Bronstein has travelled extensively throughout Afghanistan. She worked for Getty on staff until 2013 and then as a freelancer.
When asked how the mood of the Afghan people had shifted over the years, she pointed out that the name of her 2016 book was Between Hope and Fear. “Mostly I would say it’s been fear for quite some time.”
“What was different for the Afghans this time was the Taliban were taking over the country,” she says. “They were driven from their homes in the northern provinces and forced to flee to Kabul. In the south, it was equally as horrific. The Afghans were shocked that the Taliban were taking over at such a speed, and doing it on a very efficient level.”
On this trip, Bronstein stayed mostly in Kabul because the security situation made internal travel “almost impossible.”
But the story was coming to Kabul. Among her recent work are striking images of Afghans displaced from conflict zones, such as in northern Afghanistan, living in makeshift camps in Kabul’s city parks. Bronstein covered that story for three days’ straight.
The humanitarian community has verified 17,600 internally displaced persons who arrived in Kabul between July 1 this year and August 15, when the Taliban took Kabul. There would be thousands more since.
She also covered the impact of coronavirus on Afghans, the students at a girls’ school and talented youth, such as two young musicians, who were trying to leave the country ahead of the Taliban takeover. She hopes to follow up with those who haven’t already managed to flee the country when she returns.

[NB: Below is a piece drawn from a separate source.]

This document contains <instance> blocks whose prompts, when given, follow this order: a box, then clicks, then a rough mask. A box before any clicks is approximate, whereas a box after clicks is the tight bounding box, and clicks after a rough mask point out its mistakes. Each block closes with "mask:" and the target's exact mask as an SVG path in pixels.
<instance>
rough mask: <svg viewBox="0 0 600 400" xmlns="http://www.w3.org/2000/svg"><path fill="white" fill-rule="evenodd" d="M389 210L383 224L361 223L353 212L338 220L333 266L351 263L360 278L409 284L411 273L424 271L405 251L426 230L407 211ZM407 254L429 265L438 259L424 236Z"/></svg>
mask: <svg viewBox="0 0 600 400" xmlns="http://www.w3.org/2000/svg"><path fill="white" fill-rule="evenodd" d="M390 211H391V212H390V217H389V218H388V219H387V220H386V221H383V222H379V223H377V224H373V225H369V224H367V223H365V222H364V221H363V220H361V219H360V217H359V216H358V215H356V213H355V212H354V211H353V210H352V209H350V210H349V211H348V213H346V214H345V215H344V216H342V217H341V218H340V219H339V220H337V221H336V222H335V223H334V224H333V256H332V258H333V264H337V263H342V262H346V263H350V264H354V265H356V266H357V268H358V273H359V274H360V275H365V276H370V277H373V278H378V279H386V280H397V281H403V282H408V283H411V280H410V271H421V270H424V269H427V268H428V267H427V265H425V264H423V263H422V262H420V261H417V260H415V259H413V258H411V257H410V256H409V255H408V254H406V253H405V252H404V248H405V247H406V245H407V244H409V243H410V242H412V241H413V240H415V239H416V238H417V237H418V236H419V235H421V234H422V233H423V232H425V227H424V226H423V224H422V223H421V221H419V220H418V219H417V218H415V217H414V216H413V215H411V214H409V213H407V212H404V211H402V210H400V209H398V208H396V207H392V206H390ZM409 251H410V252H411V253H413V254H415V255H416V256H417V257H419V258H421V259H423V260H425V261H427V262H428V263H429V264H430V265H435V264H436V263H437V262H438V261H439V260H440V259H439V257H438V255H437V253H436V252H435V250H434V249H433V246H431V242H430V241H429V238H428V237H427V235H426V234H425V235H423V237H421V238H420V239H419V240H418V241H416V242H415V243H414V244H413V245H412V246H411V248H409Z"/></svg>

Bronstein, whose career as a photojournalist spans three decades, says she has produced some of her best work in Afghanistan and her empathy and understanding of the Afghan people and their culture is what keeps her coming back.
She says being a woman makes the job both easier and harder. “What makes it easier is dealing with women — I can relate to women very easily, and they relate to me, it’s fantastic. The relationship with Afghan women is the best,” Bronstein says.
“What’s more difficult is doing things in mosques and things that are male dominated. There’s plenty of things that are a hassle for a woman. And even when I’m trying to gain access to a woman’s domain, I usually have to ask permission from male relatives.”
She does not think this will be heightened under the Taliban: “It was pretty heightened before — I don’t see how it can be worse.”
When she left, many women in Kabul were already covering up with the burqa; Bronstein herself has always worn a headscarf when working in Afghanistan but does not intend to wear a burqa.
Yet she doesn’t know what will be waiting for her when she returns.
“This is just the last chapter of war for me, but now that we’re in the Taliban era again, it’s so shocking, I have no words,” she says.